Imagine your brain as a place filled with worker ants. At the moment my worker ants have taken speed. I tried to find a picture to represent it but I gave up after 5 minutes. Nothing quite felt disorganised enough. Nothing represented the chaos that is my brain at the moment. I have so much IN my head and no way to grab it and get it out. I feelt like a spectator to my own inner workings.
So last week I started ‘another’ weight loss challenge. The eating effort in the first week was dismal. I ate take aways most of the time. A week long gastro bug was my only saviour so I lost 2kg. Gastro bug has gone now, so I really have no excuse.

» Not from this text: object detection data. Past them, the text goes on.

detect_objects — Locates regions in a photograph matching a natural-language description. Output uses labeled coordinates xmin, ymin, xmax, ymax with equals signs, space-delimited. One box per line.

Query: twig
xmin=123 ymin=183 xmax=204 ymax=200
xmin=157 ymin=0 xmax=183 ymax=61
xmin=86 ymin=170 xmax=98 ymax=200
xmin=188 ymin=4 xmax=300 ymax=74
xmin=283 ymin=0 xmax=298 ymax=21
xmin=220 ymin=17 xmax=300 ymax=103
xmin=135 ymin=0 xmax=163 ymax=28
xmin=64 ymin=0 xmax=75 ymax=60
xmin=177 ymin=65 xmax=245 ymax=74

Everything is compounding and it feels as though nothing is going the way it is supposed to. I sit in the house because I can’t be bothered putting on a smile to face the world. I make plans because I know that staying stuck in my house doesn’t do anyone any favours but I pull out at the last minute because I work myself up about it too much.

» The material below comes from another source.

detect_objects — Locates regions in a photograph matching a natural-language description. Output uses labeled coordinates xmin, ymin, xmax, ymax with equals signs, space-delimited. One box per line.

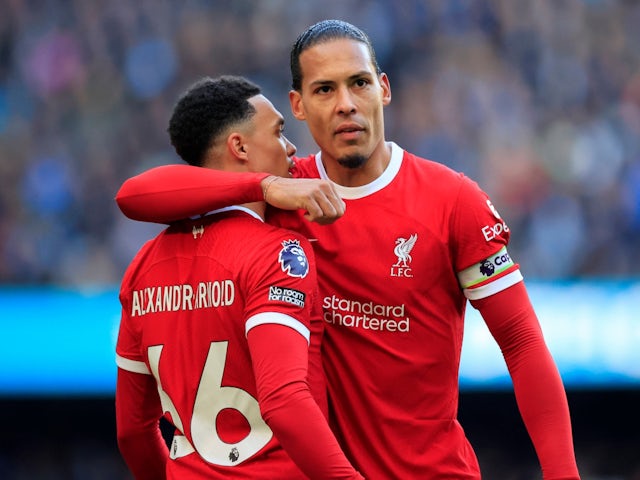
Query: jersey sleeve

A week ago I moved a mattress into my lounge room because I’m too lazy to both go to bed and get out of bed. We’ve been eating so much ‘crap’ that mini man looks like he has a beer belly and I have one to match. In fact it’s probably why he’s been a turd lately…..all that processed shit. Mother of the year and all that. He could spot a bottle of vodka at 20 paces but ask him to point to a body part other than his nose and he’s screwed.